New Law Adds Teeth to Pirate Radio Crackdown

The FCC doesn't do much enforcement on the amateur bands, but it has been cracking down heavily on unlicensed, or "pirate," broadcasters in the commercial AM and FM bands. Now, a new law authorizes higher fines and swifter action against unlicensed broadcasters.
The "Preventing Illegal Radio Abuse Through Enforcement," or PIRATE, Act, was signed into law in late January. According to the ARRL Letter, the new law increases maximum fines to $100,000 per day of violation, up to a maximum of $2 million. It also allows the FCC to skip issuing a Notice of Unlicensed Operation and go directly to a Notice of Apparent Liability, in which the specifics of a proposed fine are detailed. Authorized unlicensed low-power broadcasting under Part 15 rules (e.g., carrier current) is exempted from the new law.

Names and Locations Changing for Two Ham Gatherings

First is was "Dayton" moving to Xenia … now two other big ham gatherings are changing locations and one has even changed its name.
New England's venerable Boxboro Hamfest is moving to nearby Marlborough, Massachusetts, changing its date from early September to late July (24-26 this year) and changing its name to the Northeast HamXposition. The ARRL Letter reports that the event chairman says the new location has more space, more parking and better access to restaurants.
The Letter also reports that the W9DXCC Convention is moving to the Chicago Marriott Hotel in the suburb of Naperville, Illinois. This year's event will reportedly include both a Contest University and a DX University, along with the customary forums, banquet, etc.

Prefix Hunters: Special Calls Abound

This year is featuring several short-term special call signs as well as a permanent change in Spain. The South African Radio League is celebrating its 95th anniversary this year and the country's regulatory authority has authorized a special call of ZS95SARL to be used throughout 2020. SARL reports that different clubs will be activating the call at different times, based on a schedule that was still being finalized at press time.
Also in the Southern Hemisphere, the Cairns Amateur Radio Club in Australia is celebrating the semisesquicentennial (250th anniversary) of an historic trip by Captain James Cook up Australia's east coast from what is now Sydney to far northern Queensland, where Cairns is located. Southgate Amateur Radio News reports that the club has been authorized to us VI250COOK from May 1 through August 31. During this time, Cook's trip will be replicated by the Australian Maritime Museum's replica of his ship, the Endeavour. The call will also be used by clubs along the route as the ship makes its voyage. See the VI250COOK entry on qrz.com for more info.

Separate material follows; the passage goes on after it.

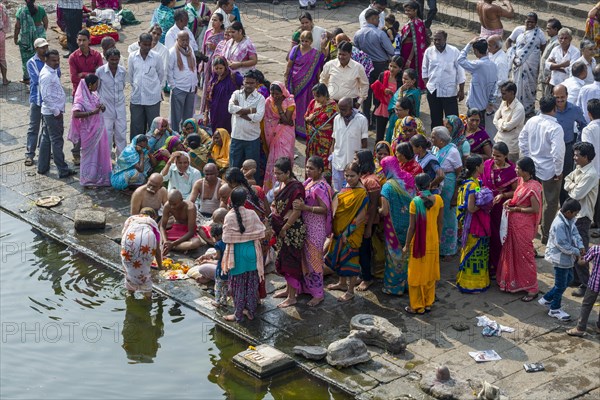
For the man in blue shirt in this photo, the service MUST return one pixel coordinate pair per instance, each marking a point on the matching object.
(567, 115)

Finally, Spain has authorized the issuance of permanent 2x1 call signs to qualifying amateurs. EA5BB, for example, is becoming EA5U. According to the ARRL Letter, the new short calls will be available to Spanish hams who have at least 15 years of "international amateur radio" experience and have never been sanctioned by the regulatory authorities.

"Bucket List" QSO

(Courtesy K8CX Ham Gallery)
A 96-year-old ham in Canada has realized one of her "bucket list" wishes by making contact with an astronaut aboard the International Space Station from VE3OSC, the ham station at the Ontario Science Centre in Toronto.
According to the AMSAT News Service, Jean Moffatt, VE3WAD, has been a volunteer at VE3OSC for over 30 years. The science center staff worked with ARISS (Amateur Radio on the International Space Station) Canada to arrange the contact with Commander Luca Parmitano on January 22. The contact was covered by local Toronto media.

A Whale of an Opportunity

 The New England Aquarium and Draper Laboratory of Cambridge, Massachusetts, are teaming up to use satellites to track the travels of radio-equipped whales in the ocean, and Draper's Chief Scientist wants hams to help. John Irvine says the program is still in its planning stages but hopes to be able to leverage the widespread locations of hams around the world to assist scientists with monitoring transmissions from radio-tagged whales. CQ will bring you more details as the plans develop.